10/11/2020

CRÔNICA ESFARRAPADA


Sempre achei que fosse folclore essa história de que os escritores, de vez em quando, têm um bloqueio criativo e não conseguem produzir nada. Pois aconteceu comigo pela primeira vez: a síndrome da página em branco. Ou melhor, da tela do Word em branco. Já estou há horas na frente do computador tentando ter uma ideia, encontrar um assunto, divagar em cima de alguma fofoca, lembrar de coisas engraçadas (reais ou imaginárias) e nada. Nem um titulozinho fui capaz de inventar para servir de ponto de partida.

Logo o prazo de fechamento da coluna vai se esgotar e, caso o lado direito do meu cérebro continue em greve, existe uma grande possibilidade de eu ficar desempregado antes do fim do ano. Pensei em fazer como o Rubem Braga fazia quando não sabia o que escrever, ele mandava o leitor se catar e pronto, sugeria que ocupassem o tempo com coisas mais úteis ou que fossem ler outros colunistas e o deixassem em paz.

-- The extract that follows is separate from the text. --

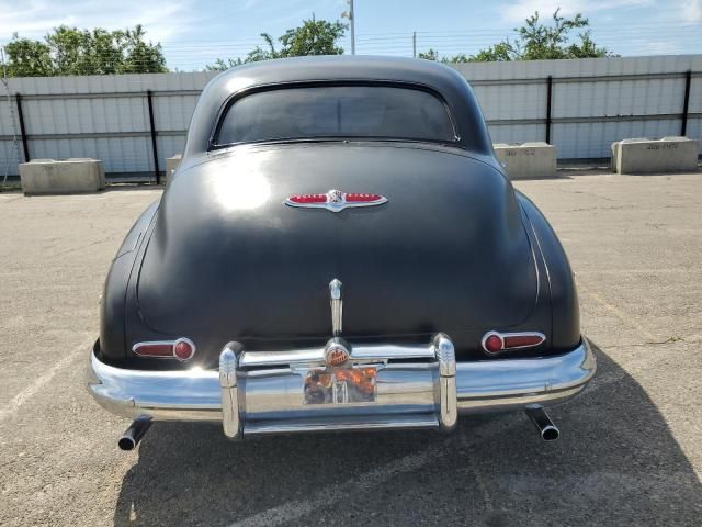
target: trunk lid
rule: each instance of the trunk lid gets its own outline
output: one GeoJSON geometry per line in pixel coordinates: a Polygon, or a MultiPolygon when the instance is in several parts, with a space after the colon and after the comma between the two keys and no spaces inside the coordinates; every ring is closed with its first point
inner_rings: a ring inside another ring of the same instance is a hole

Só que o Rubem Braga era o maior de todos, podia tudo. Enquanto euzinho, um ilustre desconhecido, se tentasse coisa parecida, correria o risco de não ser mais lido nem pela própria família.

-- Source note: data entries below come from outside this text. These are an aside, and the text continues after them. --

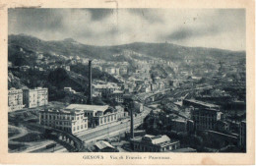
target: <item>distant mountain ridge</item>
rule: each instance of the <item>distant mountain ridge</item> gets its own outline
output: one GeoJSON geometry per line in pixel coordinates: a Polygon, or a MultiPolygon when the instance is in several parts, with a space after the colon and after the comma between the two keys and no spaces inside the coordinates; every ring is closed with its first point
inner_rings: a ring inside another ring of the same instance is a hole
{"type": "MultiPolygon", "coordinates": [[[[80,56],[82,58],[104,59],[113,61],[114,54],[121,54],[124,50],[135,51],[163,60],[179,61],[185,57],[191,59],[211,58],[243,58],[245,51],[229,51],[217,48],[186,47],[172,43],[134,42],[114,46],[94,46],[77,42],[73,38],[64,40],[45,41],[26,34],[11,34],[8,46],[18,46],[32,52],[54,52],[64,56],[80,56]]],[[[118,59],[121,61],[122,59],[118,59]]],[[[125,59],[124,59],[125,60],[125,59]]]]}

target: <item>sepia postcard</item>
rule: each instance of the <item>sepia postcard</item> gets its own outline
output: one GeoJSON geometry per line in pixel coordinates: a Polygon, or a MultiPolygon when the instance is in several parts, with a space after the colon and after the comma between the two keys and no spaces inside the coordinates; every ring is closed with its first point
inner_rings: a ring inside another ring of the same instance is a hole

Fácil mesmo seria falar sobre as eleições nos Estados Unidos, sobre a cara permanente de cu com cãibra do presidente Trump, ainda mais contraída e apatetada após a acachapante derrota. No campo dos fracassos, tirar sarro do Flamengo não é uma opção que se possa descartar, visto que seus zagueiros medianos e seus laterais idosos talvez rendam uns parágrafos. Mas é que já tem tanta gente comentando de política e futebol – e parece que o mundo gira em torno disso – que eu acabaria me transformando em mais um chato sem inspiração, fazendo de conta que entendo de tudo, cagando-regras e proferindo bobagens, uma espécie de Galvão Bueno das letras.

Assim, sob pressão, sobram poucas opções. Advogados escrotos? O preço do óleo de soja? Quem sabe a pandemia resulte em algumas linhas, sobretudo por que as vacinas que pipocam aqui e acolá coloquem em xeque o limite da inépcia dos que governam. A implantação do Pix é outro tema atraente, porém, infelizmente, não tenho cacife para discorrer acerca de nenhum aspecto econômico ou tecnológico do sistema bancário brasileiro, a não ser que "pix", na minha época, era somente uma agulhada de injeção.

Tanta coisa mereceria ser dita numa crônica. Pena que eu não seja um iluminado, com o poder de controlar as palavras a qualquer momento, que nem o Zuenir Ventura, por exemplo. Aliás, dou graças ao Senhor por conseguir controlar pelo menos o meu esfíncter e, de vez em quando, cometer um texto engraçadinho. Pensando bem, é melhor não escrever nada do que bostear uma constantinice qualquer. Vovô sempre dizia: em boca fechada não entra mosquito. Amanhã converso com o editor, não há de me faltar inspiração para uma boa desculpa esfarrapada.